L'examen 2024 des marchés notoires de la contrefaçon par le Bureau du représentant américain au commerce (USTR) a évalué le volume de la contrefaçon sur les places de marché en ligne pour en extraire les pires. 

L'Office of the United States Trade Representative (USTR) a publié sa Revue des marchés notoires de la contrefaçon et du piratage en 2024.

Le Rapport 2024 sur les marchés notoires de la contrefaçon met en lumière les plateformes en ligne impliquées dans la contrefaçon et la violation des droits d’auteur. Ces activités causent d’importantes pertes économiques pour les entreprises américaines, freinent l’innovation et exposent les consommateurs à des risques pour leur santé et leur sécurité. L’objectif du rapport est d’encourager les gouvernements et le secteur privé à renforcer leur action contre ces infractions. Il souligne également les efforts positifs de certaines autorités et entreprises, tout en réévaluant les marchés déjà identifiés dans les rapports précédents selon les progrès réalisés ou non.

Mise en lumière de la vente de contrefaçon de médicaments

Le rapport de 2024 accorde une attention particulière à la menace grandissante des pharmacies en ligne illégales, qui profitent de l’essor du commerce électronique, amplifié par la pandémie.

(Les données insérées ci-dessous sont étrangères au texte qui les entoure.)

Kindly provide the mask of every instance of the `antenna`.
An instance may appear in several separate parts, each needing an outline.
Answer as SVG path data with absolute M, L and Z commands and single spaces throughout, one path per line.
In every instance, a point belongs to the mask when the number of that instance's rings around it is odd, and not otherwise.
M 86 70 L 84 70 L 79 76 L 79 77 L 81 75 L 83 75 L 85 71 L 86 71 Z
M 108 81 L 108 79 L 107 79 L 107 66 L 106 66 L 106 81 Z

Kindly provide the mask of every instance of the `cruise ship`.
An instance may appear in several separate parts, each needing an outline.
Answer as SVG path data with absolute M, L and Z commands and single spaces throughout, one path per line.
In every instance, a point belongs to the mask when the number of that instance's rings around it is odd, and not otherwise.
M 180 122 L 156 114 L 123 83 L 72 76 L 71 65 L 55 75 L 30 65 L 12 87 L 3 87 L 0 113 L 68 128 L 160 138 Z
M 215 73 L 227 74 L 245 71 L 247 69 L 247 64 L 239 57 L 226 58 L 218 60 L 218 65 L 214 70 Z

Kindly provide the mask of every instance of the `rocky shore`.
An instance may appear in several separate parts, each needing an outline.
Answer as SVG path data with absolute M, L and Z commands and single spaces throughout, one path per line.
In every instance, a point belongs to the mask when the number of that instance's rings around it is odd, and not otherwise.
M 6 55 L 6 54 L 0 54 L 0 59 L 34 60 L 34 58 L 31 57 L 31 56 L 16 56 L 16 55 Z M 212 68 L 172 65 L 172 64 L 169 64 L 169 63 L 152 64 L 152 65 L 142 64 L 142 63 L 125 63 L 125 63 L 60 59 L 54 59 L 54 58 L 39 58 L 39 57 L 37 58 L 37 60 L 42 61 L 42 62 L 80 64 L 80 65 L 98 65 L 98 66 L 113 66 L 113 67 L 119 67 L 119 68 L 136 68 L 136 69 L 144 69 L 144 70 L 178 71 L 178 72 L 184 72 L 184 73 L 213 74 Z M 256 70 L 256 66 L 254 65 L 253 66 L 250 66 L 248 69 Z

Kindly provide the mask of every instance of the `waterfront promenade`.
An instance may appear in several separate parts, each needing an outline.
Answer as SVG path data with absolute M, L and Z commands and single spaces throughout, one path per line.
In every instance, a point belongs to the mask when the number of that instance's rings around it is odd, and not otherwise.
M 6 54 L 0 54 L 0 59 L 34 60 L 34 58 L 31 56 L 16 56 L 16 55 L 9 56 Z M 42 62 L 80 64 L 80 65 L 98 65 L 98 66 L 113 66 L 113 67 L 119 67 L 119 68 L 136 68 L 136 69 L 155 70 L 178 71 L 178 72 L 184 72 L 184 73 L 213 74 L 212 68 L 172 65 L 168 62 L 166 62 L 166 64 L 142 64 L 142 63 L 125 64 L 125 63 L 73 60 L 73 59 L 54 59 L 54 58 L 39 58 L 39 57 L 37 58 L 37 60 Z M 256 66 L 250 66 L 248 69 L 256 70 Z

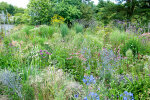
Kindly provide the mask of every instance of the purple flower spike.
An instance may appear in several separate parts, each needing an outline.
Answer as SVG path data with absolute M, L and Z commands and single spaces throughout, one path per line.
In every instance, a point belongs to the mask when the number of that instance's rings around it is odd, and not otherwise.
M 43 55 L 43 53 L 40 53 L 40 55 Z
M 42 52 L 42 50 L 40 50 L 40 52 Z

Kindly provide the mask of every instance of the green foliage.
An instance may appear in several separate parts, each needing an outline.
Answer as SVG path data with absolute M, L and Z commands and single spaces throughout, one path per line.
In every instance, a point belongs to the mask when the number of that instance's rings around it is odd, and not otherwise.
M 34 28 L 34 26 L 25 26 L 25 27 L 23 27 L 23 31 L 25 32 L 25 34 L 27 36 L 29 36 L 31 34 L 30 30 L 33 28 Z
M 53 11 L 49 0 L 30 0 L 28 13 L 31 16 L 30 24 L 49 24 Z
M 129 58 L 129 59 L 132 59 L 133 58 L 133 53 L 132 53 L 132 50 L 129 49 L 126 51 L 126 56 Z
M 76 30 L 76 33 L 83 32 L 83 25 L 81 24 L 75 24 L 74 28 Z
M 7 2 L 0 2 L 0 13 L 2 11 L 4 11 L 5 14 L 6 14 L 6 10 L 11 15 L 14 15 L 16 13 L 24 13 L 24 9 L 23 8 L 15 7 L 15 6 L 11 5 L 11 4 L 8 4 Z
M 65 22 L 70 25 L 74 19 L 80 18 L 81 12 L 76 6 L 73 6 L 64 0 L 56 5 L 56 13 L 65 18 Z
M 127 36 L 128 36 L 127 33 L 116 30 L 110 33 L 109 38 L 113 46 L 118 47 L 120 44 L 125 43 Z
M 125 55 L 128 49 L 133 51 L 133 55 L 136 56 L 138 53 L 143 53 L 141 42 L 139 41 L 138 37 L 132 36 L 129 40 L 126 40 L 124 45 L 121 47 L 121 53 Z
M 51 37 L 54 33 L 54 27 L 42 25 L 39 27 L 39 35 L 41 37 Z
M 60 31 L 61 31 L 62 37 L 65 37 L 68 34 L 68 32 L 69 32 L 69 28 L 68 28 L 68 26 L 66 24 L 62 24 L 60 26 Z

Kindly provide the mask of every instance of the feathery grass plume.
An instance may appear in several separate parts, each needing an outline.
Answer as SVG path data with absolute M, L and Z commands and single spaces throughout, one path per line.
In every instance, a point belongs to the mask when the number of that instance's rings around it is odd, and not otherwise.
M 73 81 L 61 69 L 48 67 L 41 74 L 30 77 L 30 84 L 35 90 L 35 98 L 42 100 L 66 100 L 74 98 L 74 93 L 82 93 L 82 86 Z M 40 94 L 40 98 L 38 96 Z
M 12 89 L 12 94 L 16 93 L 18 95 L 18 97 L 20 97 L 21 99 L 23 99 L 23 95 L 22 95 L 22 85 L 21 85 L 21 78 L 8 70 L 1 70 L 0 71 L 0 82 L 7 86 L 9 89 L 9 92 Z

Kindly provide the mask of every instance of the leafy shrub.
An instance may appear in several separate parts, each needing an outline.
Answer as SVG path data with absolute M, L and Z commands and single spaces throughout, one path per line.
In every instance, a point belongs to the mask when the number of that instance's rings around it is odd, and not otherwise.
M 92 53 L 99 51 L 103 47 L 103 41 L 101 38 L 98 38 L 96 36 L 87 35 L 85 36 L 83 44 L 87 48 L 91 48 Z
M 120 44 L 124 43 L 125 40 L 127 39 L 127 33 L 120 33 L 120 31 L 116 30 L 113 31 L 110 35 L 110 42 L 111 44 L 116 48 L 118 47 Z
M 51 37 L 54 33 L 54 27 L 42 25 L 39 27 L 38 34 L 42 37 Z
M 29 36 L 30 33 L 31 33 L 30 30 L 33 29 L 33 28 L 34 28 L 33 26 L 24 26 L 24 27 L 23 27 L 23 32 L 25 32 L 26 35 Z
M 129 40 L 125 41 L 124 45 L 121 47 L 121 53 L 123 55 L 125 55 L 126 51 L 128 49 L 131 49 L 133 52 L 133 55 L 135 56 L 138 53 L 142 53 L 142 51 L 141 51 L 142 48 L 143 47 L 142 47 L 139 39 L 137 37 L 133 36 Z
M 81 24 L 75 24 L 74 28 L 76 30 L 76 33 L 83 32 L 83 25 Z
M 62 37 L 65 37 L 68 34 L 68 31 L 69 31 L 68 26 L 66 24 L 62 24 L 60 26 L 60 31 L 61 31 Z

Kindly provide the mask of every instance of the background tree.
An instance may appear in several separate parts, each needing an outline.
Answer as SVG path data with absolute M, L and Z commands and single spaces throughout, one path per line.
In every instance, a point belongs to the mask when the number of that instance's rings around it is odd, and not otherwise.
M 34 25 L 49 24 L 53 15 L 49 0 L 30 0 L 28 13 Z

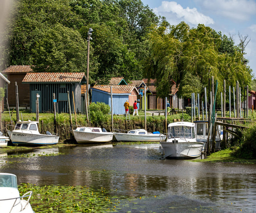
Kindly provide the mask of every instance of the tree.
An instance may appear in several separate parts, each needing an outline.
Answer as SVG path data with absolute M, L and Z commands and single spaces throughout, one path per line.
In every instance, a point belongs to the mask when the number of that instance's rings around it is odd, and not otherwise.
M 228 49 L 222 49 L 224 42 L 221 35 L 204 25 L 192 29 L 184 22 L 170 27 L 164 24 L 156 26 L 151 28 L 147 38 L 149 54 L 144 62 L 144 74 L 156 79 L 157 90 L 162 97 L 170 91 L 172 79 L 178 84 L 188 73 L 199 78 L 203 87 L 208 85 L 212 76 L 218 80 L 221 88 L 224 79 L 230 85 L 235 85 L 237 80 L 242 85 L 250 81 L 251 72 L 241 63 L 241 53 L 235 48 L 233 54 L 231 51 L 219 51 Z M 232 41 L 228 41 L 226 46 L 230 47 Z

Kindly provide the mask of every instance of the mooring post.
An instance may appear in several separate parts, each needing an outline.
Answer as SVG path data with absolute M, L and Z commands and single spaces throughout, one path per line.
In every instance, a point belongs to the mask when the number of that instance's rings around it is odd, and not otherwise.
M 238 80 L 236 81 L 236 118 L 240 118 L 240 108 L 239 101 L 239 83 Z
M 54 120 L 53 123 L 54 124 L 54 132 L 56 134 L 57 133 L 57 125 L 56 121 L 56 104 L 55 99 L 55 93 L 52 93 L 52 98 L 53 102 L 53 112 L 54 113 Z
M 223 83 L 223 92 L 224 94 L 224 99 L 223 104 L 223 116 L 226 117 L 226 81 L 224 80 Z
M 69 121 L 70 122 L 70 130 L 72 130 L 73 129 L 73 123 L 72 122 L 72 115 L 71 113 L 71 106 L 70 104 L 70 99 L 69 98 L 69 92 L 68 91 L 68 111 L 69 113 Z M 70 138 L 72 137 L 71 133 L 70 133 Z
M 110 87 L 110 92 L 111 97 L 111 124 L 112 132 L 114 132 L 114 126 L 113 122 L 113 97 L 112 95 L 112 86 Z

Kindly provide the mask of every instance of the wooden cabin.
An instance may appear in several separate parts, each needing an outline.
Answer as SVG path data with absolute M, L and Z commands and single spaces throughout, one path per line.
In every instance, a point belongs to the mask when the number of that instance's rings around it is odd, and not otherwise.
M 125 92 L 126 93 L 129 93 L 129 97 L 128 100 L 129 103 L 131 106 L 133 104 L 135 100 L 137 100 L 137 95 L 139 95 L 139 93 L 138 90 L 133 85 L 95 85 L 93 88 L 110 88 L 110 86 L 112 86 L 112 88 L 117 89 L 121 91 Z M 125 101 L 126 101 L 125 100 Z M 124 103 L 124 101 L 123 105 Z
M 126 100 L 128 99 L 129 95 L 131 93 L 113 87 L 112 86 L 113 114 L 116 115 L 124 114 L 125 112 L 124 104 Z M 109 105 L 110 107 L 110 109 L 111 109 L 110 87 L 92 87 L 92 102 L 95 103 L 97 102 L 105 103 Z
M 33 72 L 30 65 L 12 65 L 2 72 L 6 74 L 11 82 L 6 89 L 6 97 L 10 108 L 16 106 L 15 82 L 17 82 L 20 107 L 29 106 L 29 85 L 22 84 L 22 81 L 27 73 Z
M 53 110 L 52 94 L 55 93 L 59 112 L 68 112 L 67 91 L 69 92 L 71 111 L 81 112 L 81 85 L 86 84 L 83 72 L 37 72 L 28 73 L 22 81 L 22 86 L 28 85 L 30 111 L 36 112 L 36 94 L 39 98 L 39 112 Z M 75 107 L 73 103 L 74 93 Z

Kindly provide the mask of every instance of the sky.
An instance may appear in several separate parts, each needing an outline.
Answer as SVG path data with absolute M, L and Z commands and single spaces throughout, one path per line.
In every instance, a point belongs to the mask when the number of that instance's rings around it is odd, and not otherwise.
M 256 0 L 141 0 L 157 15 L 164 16 L 171 25 L 184 21 L 190 27 L 204 24 L 222 35 L 231 35 L 235 45 L 238 33 L 246 41 L 245 56 L 256 78 Z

On estime que 96 % des 35 000 pharmacies en ligne dans le monde opèrent illégalement, vendant des médicaments contrefaits sans ordonnance, sans régulation, et souvent dangereux pour la santé. Ces sites imitent les plateformes légitimes avec de faux labels de conformité, induisant les consommateurs en erreur. Une enquête de 2023 révèle que 54 % des consommateurs pensent à tort que toutes les pharmacies en ligne sont approuvées par la FDA (Food and Drug Administration).

L’achat de médicaments sur des pharmacies en ligne non autorisées représente un danger croissant pour la santé publique. La FDA alerte sur les risques liés à ces produits, qui peuvent être contaminés, mal dosés ou contenir des substances dangereuses. En 2023, près d’un quart des acheteurs en ligne américains ont été exposés à des médicaments contrefaits, une hausse inquiétante par rapport à 2021. Ces médicaments, souvent produits dans des conditions insalubres, peuvent être inefficaces ou mortels. Des cas concrets, comme la vente de traitements anticancer sans ingrédients actifs, illustrent la gravité du phénomène.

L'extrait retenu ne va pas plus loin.